BoBa: Boosting Backdoor Detection through Data Distribution Inference in Federated Learning
Ning Wang, Shanghao Shi, Yang Xiao, Yimin Chen, Y. Thomas Hou, Wenjing Lou
TL;DR
This work addresses the difficulty of detecting backdoor attacks in federated learning under non-IID data by introducing BoBa, a distribution-aware defense that first infers client data distributions from gradients (DDIG) and then performs overlapping clustering to enable robust, vote-based trust estimation. The method attaches to standard IID detectors, enabling improved performance against stealthy backdoors while preserving main-task accuracy, and it demonstrates dramatic reductions in attack success rate (ASR) across multiple datasets and attack strategies. Key innovations include DDIG for distribution inference, an NP-hard clustering formulation solved via an efficient greedy algorithm, and a fairness-oriented trust aggregation mechanism with accumulation and median-based mitigation.

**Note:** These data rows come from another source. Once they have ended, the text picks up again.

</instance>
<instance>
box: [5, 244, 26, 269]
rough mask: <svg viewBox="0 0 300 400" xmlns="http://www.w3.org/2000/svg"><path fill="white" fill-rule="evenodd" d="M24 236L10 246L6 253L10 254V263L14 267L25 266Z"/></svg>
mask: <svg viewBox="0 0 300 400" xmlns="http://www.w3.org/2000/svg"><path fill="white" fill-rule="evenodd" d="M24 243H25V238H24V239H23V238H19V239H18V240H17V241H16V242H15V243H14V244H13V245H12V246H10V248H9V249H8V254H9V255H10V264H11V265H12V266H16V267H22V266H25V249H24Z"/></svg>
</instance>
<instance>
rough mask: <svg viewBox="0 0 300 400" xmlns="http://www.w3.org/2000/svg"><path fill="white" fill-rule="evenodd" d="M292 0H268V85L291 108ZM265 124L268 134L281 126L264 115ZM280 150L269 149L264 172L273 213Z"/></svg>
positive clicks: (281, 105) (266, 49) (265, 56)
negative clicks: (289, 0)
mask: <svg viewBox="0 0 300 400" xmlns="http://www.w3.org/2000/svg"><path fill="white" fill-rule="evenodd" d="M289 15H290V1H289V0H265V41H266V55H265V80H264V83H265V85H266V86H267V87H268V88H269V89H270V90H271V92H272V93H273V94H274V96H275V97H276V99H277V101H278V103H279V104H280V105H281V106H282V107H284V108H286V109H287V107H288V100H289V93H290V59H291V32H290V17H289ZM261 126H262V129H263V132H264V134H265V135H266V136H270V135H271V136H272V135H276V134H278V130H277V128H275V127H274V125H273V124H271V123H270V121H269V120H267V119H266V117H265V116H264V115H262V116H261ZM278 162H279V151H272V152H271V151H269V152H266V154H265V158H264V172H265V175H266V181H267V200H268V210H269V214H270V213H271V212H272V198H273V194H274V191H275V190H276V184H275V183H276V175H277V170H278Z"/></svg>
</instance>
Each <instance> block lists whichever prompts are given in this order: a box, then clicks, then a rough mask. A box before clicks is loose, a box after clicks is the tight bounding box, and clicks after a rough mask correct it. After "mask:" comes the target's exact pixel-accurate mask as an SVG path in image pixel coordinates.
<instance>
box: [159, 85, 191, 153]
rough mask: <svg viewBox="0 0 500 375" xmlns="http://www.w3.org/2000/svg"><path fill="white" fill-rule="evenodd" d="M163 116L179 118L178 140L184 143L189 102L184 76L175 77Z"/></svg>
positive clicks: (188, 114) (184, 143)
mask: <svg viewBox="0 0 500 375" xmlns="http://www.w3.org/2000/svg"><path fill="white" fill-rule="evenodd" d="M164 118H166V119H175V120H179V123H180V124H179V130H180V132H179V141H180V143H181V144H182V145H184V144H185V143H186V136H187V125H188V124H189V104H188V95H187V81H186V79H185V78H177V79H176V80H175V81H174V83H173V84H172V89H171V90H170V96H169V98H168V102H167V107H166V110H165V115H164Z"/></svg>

The results show BoBa substantially lowers ASR (often below 0.001) and improves resilience to adaptive attacks, highlighting its practical potential for secure federated learning under non-IID conditions.
Abstract
Federated learning, while being a promising approach for collaborative model training, is susceptible to poisoning attacks due to its decentralized nature. Backdoor attacks, in particular, have shown remarkable stealthiness, as they selectively compromise predictions for inputs containing triggers. Previous endeavors to detect and mitigate such attacks are based on the Independent and Identically Distributed (IID) data assumption where benign model updates exhibit high-level similarity in multiple feature spaces due to IID data. Thus, outliers are detected as backdoor attacks. Nevertheless, non-IID data presents substantial challenges in backdoor attack detection, as the data variety introduces variance among benign models, making outlier detection-based mechanisms less effective. We propose a novel distribution-aware anomaly detection mechanism, BoBa, to address this problem. In order to differentiate outliers arising from data variety versus backdoor attack, we propose to break down the problem into two steps: clustering clients utilizing their data distribution followed by a voting-based detection. Based on the intuition that clustering and subsequent backdoor detection can drastically benefit from knowing client data distributions, we propose a novel data distribution inference mechanism. To improve detection robustness, we introduce an overlapping clustering method, where each client is associated with multiple clusters, ensuring that the trustworthiness of a model update is assessed collectively by multiple clusters rather than a single cluster. Through extensive evaluations, we demonstrate that BoBa can reduce the attack success rate to lower than 0.001 while maintaining high main task accuracy across various attack strategies and experimental settings.